I guess I am not the target market then.

I understand why they didn't allow inline images, but I agree with you it limits a lot of use cases.

If I were designing it, I would say: "you can have images, but they always display as a 'block element', with nothing to either side. No worries about wrapping text; no background images under other elements, etc." I think that keeps the spirit of simplicity.

you can have images and they don't always display as anything. the author of the user agent decides how they are displayed. you could in-line them if you wanted to, but only a few clients do that at the moment. there are no hints to the client about how some content could, should, or should "always display as".

It's text. The client displays that text and renders links, headings, etc, however it wishes. If it really wants to, it could just not format them at all. There's a gemini client made for plan9's acme text editor that doesn't render links, and instead displays them verbatim, because the plan9 plumber can handle the hyperlinking aspect. All of that is eye candy and fluff.

If a client finds a link to an image, it can in-line it if it wants. If you wrote a client, when it found a link to an image, it would in-line it "with nothing to either side." That's not something that has to be specced.

You could have a setting on the client that lets the user specify that that's how they always want to see images, I on the other hand might specify that I want to open them in a new window, or see a thumbnail until i hover over, etc.

Same with how headers are displayed (maybe i want folding or something), whether an ToC is displayed, colours, fonts, etc.

The point is that the user can decide all this stuff, without having to hack it around the author's own styles and scripts.

> just like you expect in a newspaper etc.

Technical paper is what I was thinking about there. Furthermore, since Gemini apparently lacks support for mathematical notation images would be necessary for such even if the paper doesn't intrinsically contain non-textual images (e.g. pictures, charts, or graphs, which are common though not universal).

I'm not sure how recipes, for example, would be an issue without inline images. You click (or otherwise trigger) the image link and look at the image (potentially in a new tab or window) then go back to reading content. It isnt hard or even a bad experience. It is just different than current expectations based on comparing something that isnt the web to the web.

Being able to look at the image of the preparation step while reading the instructions is nice when making a recipe. Having to go to a separate page is annoying.

I agree, but I see this as a client-concern. I could imagine clients fetching and inlining images if the user directed it to, or maybe media-focused clients having a text pane alongside a media pane where the images would be rendered. The main advantage I see of this approach is that it takes us from "the server decides what the client does" to "the client decides what the client does".

Ok, but the recipe maker is going to want to suggest where to put the images (so they are in the proper spot on the recipe).... at which point, how is that different than html?
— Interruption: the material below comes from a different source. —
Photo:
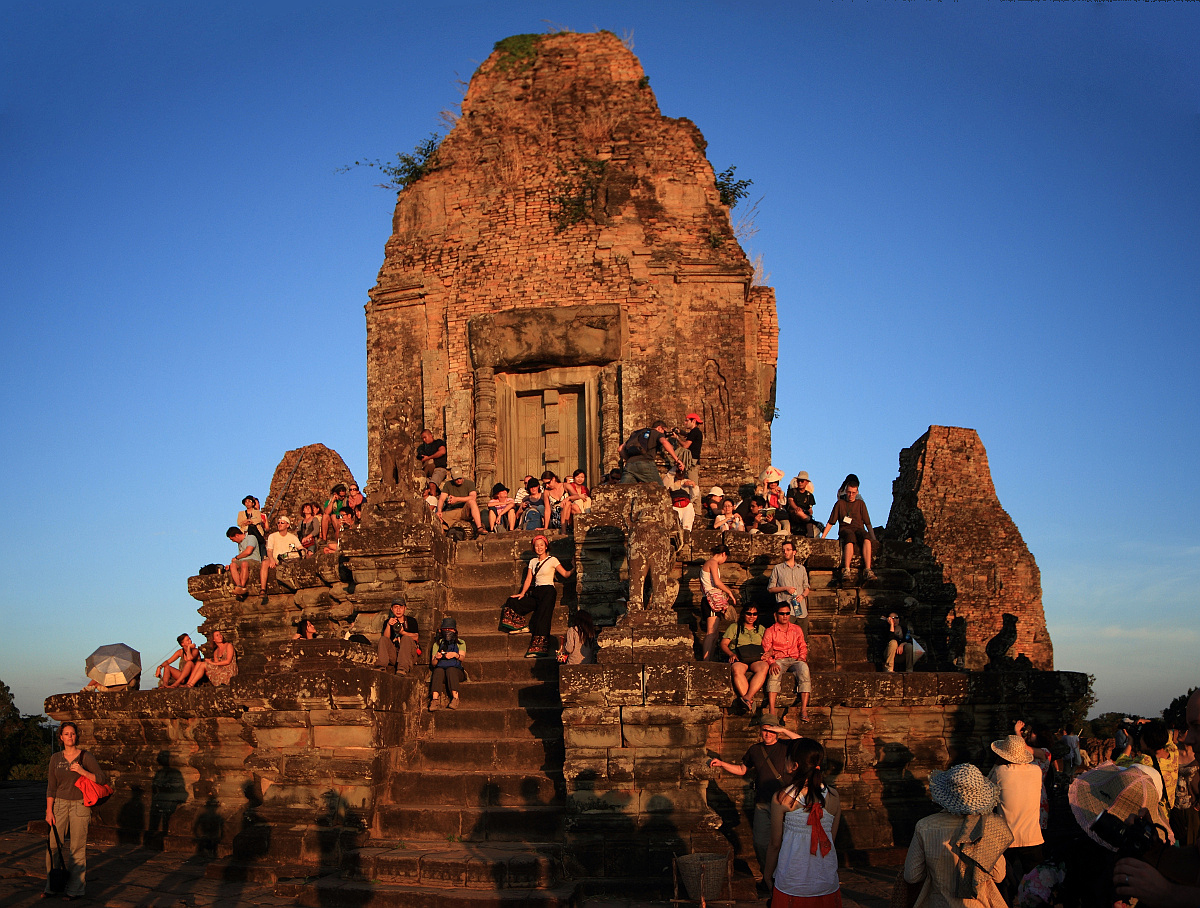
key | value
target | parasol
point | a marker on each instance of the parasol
(113, 665)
A client can decide not to render the image where it is suggested already.

So did I. But I'm not going to let one drawback distract me from something otherwise very good, nothing is perfect after all.

I can even understand why they did it. To keep the doc format very simple.

I hope that more clients will add unique rendering features that will turn this drawback on it's head. It could be in-line rendering or a gallery-like feature.

I think calling gemini an alternative to the web has a very limited view of the web. It takes an idea someone has of what the web should be: a set of text documents. That's a very small subset of the web, not just of today.

Building separate protocols for all the various use-cases of the web would be interesting, but would still need some interconnection. But I'm not convinced that has many advantages besides not being accidentally linked to a websited of the "Old web." A problem that could be reduced by a browser extension that strictly blocks any external urls and javascript.

The separate protocol for everything is essentially what things were like prior to about 1994.

There was a protocol for searching documents, a protocol for looking up someone's email, it was all partitioned out.

The web was seen as just another fish in the pond.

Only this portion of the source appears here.